The basic issue for OpenAI is that DALL-E 3 is not a product. What is the business that is going to sit on top of image generation? The most obvious conclusion would be a Shutterstock-style online image platform, but that’s not a very attractive business (especially for the most hyped-up startup of the decade). Shutterstock made about USD 850 million last year. Moreover, its cost of goods sold (predominantly, the cost of the images) was only about USD 350 million; the far-larger part of its costs came from marketing, sales, and general administration. How much has OpenAI spent on DALL-E 3? It’s a little hard to say, but ChatGPT 4 took more than USD 100 million to train. It’s hard to imagine that OpenAI spent less on DALL-E 3, especially given the data- and labor-intensive nature of image processing. Even if you expect that OpenAI can take all of Shutterstock’s business and do it much better, it’s still really not that attractive.
That’s surely not the business plan OpenAI has in mind, but the point I’m making here is that AI with splashy capabilities doesn’t necessarily have a good value proposition. AI creates value in two ways: first, from the automation of labor (the approximate 350 million that OpenAI could theoretically save on Shutterstock) and second, from knowledge generation (the value generated by accelerating R&D or pushing us in the direction of new discoveries). These image-generation platforms don’t really offer that kind of value. This lack of clear value left me skeptical that OpenAI is going to actually disrupt any real businesses any time soon.

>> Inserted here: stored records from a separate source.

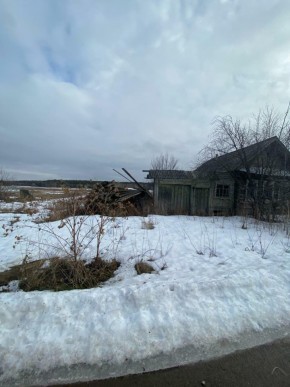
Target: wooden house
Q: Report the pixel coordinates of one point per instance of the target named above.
(255, 178)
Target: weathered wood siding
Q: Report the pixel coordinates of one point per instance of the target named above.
(174, 198)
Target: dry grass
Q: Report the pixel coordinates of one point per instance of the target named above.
(147, 224)
(59, 274)
(143, 268)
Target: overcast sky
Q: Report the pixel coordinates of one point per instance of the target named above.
(88, 86)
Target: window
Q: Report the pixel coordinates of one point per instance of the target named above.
(222, 191)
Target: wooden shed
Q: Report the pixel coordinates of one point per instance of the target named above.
(228, 184)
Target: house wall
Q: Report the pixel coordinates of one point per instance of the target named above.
(193, 196)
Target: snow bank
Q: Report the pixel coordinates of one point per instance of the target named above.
(219, 282)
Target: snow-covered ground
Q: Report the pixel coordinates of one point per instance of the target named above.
(217, 287)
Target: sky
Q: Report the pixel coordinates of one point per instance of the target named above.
(88, 86)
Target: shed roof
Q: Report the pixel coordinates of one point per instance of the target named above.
(234, 160)
(169, 174)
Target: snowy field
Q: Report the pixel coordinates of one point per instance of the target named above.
(216, 285)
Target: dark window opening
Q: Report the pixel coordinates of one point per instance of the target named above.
(222, 191)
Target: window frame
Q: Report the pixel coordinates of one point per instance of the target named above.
(222, 191)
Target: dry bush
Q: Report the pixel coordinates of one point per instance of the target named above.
(65, 274)
(147, 224)
(143, 268)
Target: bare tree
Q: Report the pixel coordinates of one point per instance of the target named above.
(230, 134)
(4, 181)
(164, 162)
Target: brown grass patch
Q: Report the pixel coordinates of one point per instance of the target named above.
(60, 274)
(143, 268)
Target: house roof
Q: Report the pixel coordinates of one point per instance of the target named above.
(234, 160)
(169, 174)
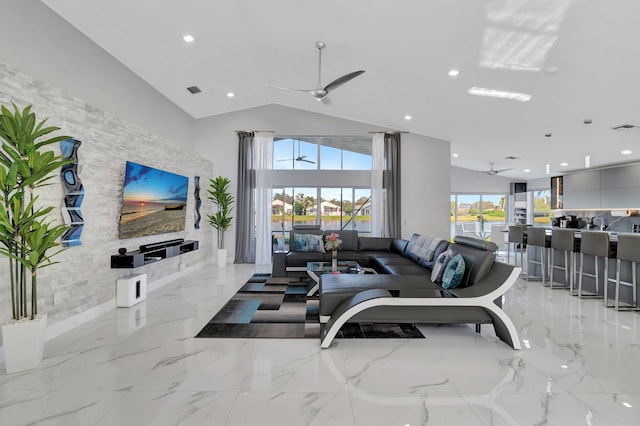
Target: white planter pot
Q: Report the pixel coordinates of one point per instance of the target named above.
(23, 344)
(222, 258)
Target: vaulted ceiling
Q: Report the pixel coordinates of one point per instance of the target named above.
(577, 59)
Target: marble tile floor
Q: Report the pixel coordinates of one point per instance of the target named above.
(580, 365)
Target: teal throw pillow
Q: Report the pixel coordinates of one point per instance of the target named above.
(440, 266)
(454, 272)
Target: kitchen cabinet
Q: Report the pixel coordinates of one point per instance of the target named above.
(582, 181)
(620, 177)
(581, 199)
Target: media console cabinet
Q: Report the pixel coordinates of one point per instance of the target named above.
(149, 253)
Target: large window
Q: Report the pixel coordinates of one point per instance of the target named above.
(309, 184)
(322, 153)
(332, 208)
(473, 214)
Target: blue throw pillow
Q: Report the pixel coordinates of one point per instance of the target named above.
(454, 272)
(440, 265)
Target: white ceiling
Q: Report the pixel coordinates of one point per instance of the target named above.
(577, 58)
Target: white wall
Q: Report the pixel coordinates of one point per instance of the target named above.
(538, 184)
(40, 43)
(426, 183)
(425, 169)
(465, 181)
(83, 279)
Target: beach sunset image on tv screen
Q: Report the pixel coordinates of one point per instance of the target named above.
(153, 202)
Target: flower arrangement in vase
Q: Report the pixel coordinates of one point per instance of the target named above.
(332, 242)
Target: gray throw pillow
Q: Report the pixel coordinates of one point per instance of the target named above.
(454, 272)
(440, 265)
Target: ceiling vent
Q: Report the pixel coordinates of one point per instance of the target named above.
(624, 127)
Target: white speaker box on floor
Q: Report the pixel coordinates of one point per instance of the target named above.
(131, 290)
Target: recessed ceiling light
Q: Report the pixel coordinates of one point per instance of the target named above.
(514, 96)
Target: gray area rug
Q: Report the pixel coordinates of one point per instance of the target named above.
(267, 307)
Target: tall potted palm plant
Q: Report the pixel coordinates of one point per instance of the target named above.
(27, 236)
(221, 219)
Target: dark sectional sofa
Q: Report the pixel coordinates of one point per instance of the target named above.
(402, 290)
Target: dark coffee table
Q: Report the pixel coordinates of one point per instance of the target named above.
(315, 269)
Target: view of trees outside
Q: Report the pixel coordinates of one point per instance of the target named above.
(332, 208)
(542, 208)
(477, 212)
(338, 208)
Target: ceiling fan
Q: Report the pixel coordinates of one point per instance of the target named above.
(493, 171)
(320, 93)
(299, 157)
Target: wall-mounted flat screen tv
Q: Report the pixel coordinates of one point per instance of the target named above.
(153, 201)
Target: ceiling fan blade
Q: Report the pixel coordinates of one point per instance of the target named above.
(292, 90)
(341, 80)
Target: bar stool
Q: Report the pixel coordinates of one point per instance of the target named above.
(628, 250)
(564, 240)
(596, 244)
(537, 237)
(516, 236)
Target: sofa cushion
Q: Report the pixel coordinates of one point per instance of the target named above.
(408, 251)
(440, 265)
(440, 248)
(454, 272)
(410, 269)
(349, 238)
(382, 260)
(308, 242)
(334, 289)
(374, 243)
(478, 255)
(398, 245)
(425, 247)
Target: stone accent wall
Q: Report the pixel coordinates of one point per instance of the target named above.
(83, 278)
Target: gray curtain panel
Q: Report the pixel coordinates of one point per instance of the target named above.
(245, 221)
(391, 183)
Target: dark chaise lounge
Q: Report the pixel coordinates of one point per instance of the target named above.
(402, 290)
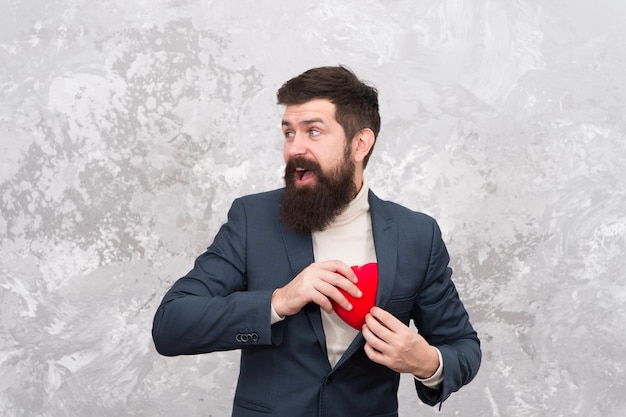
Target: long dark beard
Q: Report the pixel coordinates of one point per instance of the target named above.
(308, 209)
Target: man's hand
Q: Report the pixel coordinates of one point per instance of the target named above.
(317, 283)
(391, 343)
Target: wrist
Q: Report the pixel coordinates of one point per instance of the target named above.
(431, 367)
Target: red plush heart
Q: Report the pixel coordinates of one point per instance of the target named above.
(368, 284)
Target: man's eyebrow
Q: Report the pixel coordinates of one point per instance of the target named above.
(287, 123)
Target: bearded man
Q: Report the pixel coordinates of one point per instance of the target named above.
(284, 279)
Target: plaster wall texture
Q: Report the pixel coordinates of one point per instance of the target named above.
(127, 128)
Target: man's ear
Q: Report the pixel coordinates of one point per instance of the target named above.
(362, 143)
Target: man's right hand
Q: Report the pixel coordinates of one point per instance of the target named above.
(317, 283)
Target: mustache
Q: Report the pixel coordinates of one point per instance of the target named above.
(299, 162)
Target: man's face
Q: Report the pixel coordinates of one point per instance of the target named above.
(313, 135)
(319, 171)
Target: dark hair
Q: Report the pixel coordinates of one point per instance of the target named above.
(356, 103)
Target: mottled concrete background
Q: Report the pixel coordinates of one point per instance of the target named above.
(127, 128)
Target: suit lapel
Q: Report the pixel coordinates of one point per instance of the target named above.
(385, 232)
(299, 248)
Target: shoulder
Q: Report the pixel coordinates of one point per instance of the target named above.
(391, 209)
(265, 197)
(258, 202)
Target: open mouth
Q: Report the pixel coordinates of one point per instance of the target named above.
(304, 175)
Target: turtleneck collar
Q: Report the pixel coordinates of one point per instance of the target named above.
(358, 206)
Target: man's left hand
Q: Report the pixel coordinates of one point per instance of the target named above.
(393, 344)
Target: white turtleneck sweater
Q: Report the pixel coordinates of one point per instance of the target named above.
(349, 238)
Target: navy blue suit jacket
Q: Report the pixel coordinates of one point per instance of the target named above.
(223, 303)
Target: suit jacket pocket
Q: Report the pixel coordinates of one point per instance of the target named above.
(252, 406)
(401, 307)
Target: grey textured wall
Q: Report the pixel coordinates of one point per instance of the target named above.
(127, 128)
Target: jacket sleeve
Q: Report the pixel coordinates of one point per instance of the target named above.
(442, 320)
(210, 308)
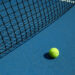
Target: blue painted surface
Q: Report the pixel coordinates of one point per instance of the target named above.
(29, 59)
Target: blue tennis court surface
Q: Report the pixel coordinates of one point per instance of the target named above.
(29, 58)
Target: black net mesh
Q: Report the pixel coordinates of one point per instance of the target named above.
(22, 19)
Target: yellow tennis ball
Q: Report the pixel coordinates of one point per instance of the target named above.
(54, 52)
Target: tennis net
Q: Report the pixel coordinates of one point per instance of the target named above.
(22, 19)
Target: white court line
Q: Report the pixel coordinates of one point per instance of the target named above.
(68, 1)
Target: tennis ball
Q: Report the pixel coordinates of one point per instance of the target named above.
(54, 52)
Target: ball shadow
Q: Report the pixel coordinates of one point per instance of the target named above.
(46, 56)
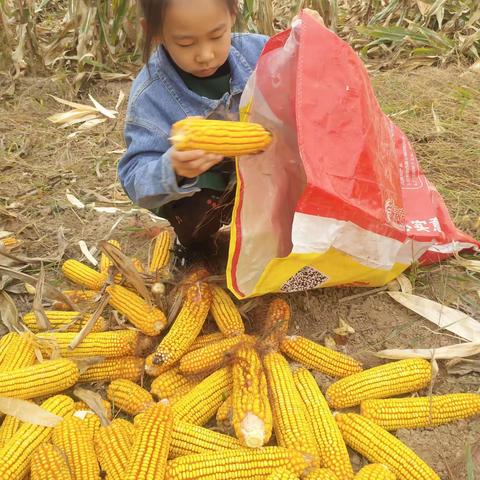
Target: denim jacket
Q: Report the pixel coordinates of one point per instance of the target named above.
(158, 99)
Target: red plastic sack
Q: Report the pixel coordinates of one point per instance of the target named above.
(339, 198)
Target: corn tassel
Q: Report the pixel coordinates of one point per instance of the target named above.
(289, 416)
(151, 444)
(105, 262)
(113, 445)
(126, 368)
(379, 446)
(200, 404)
(185, 328)
(213, 356)
(129, 397)
(277, 323)
(282, 474)
(420, 412)
(225, 313)
(73, 438)
(318, 357)
(375, 471)
(252, 414)
(112, 344)
(9, 427)
(391, 379)
(162, 251)
(172, 385)
(227, 138)
(188, 439)
(148, 319)
(248, 464)
(49, 462)
(46, 378)
(16, 454)
(64, 321)
(321, 474)
(330, 444)
(84, 276)
(18, 353)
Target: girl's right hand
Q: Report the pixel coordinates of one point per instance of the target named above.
(193, 163)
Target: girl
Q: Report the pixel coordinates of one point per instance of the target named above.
(194, 66)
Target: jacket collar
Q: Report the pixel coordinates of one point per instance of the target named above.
(189, 101)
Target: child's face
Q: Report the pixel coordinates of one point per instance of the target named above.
(197, 35)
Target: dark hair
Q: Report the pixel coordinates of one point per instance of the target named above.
(154, 13)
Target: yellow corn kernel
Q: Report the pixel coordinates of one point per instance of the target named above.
(204, 340)
(251, 411)
(76, 296)
(9, 427)
(129, 397)
(389, 380)
(375, 471)
(18, 353)
(127, 368)
(172, 384)
(277, 323)
(112, 344)
(330, 444)
(188, 439)
(73, 438)
(64, 321)
(227, 138)
(16, 454)
(105, 262)
(113, 445)
(185, 328)
(248, 464)
(46, 378)
(148, 319)
(162, 251)
(282, 474)
(419, 412)
(318, 357)
(151, 445)
(49, 462)
(379, 446)
(84, 276)
(321, 474)
(225, 313)
(289, 416)
(82, 406)
(224, 416)
(213, 356)
(200, 404)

All this assumes that the images produced by DALL-E 3 are as good as the stock images on Shutterstock. However, they are not. The DALL-E 3 announcement came with a bunch of images, which have presumably been curated — I would certainly try to put my best foot forward when launching a new product. Still, even these curated images have many of the characteristic flaws of AI-generated images — strange details and issues that a human would never get wrong. OpenAI says it has made the software much easier to use, and maybe so, but there’s nowhere near the improvement seen from DALL-E to DALL-E 2. I can only conclude that it was too difficult (or, more realistically, too expensive) to try to train the model to avoid these issues. There are supposedly smart people like Eliezer Yudkowsky calling for drone strikes on data centers because of the threat of AI improving too quickly, but the best funded AI startup in the world can’t get AI to accurately draw a phone. We’re all going to be just fine.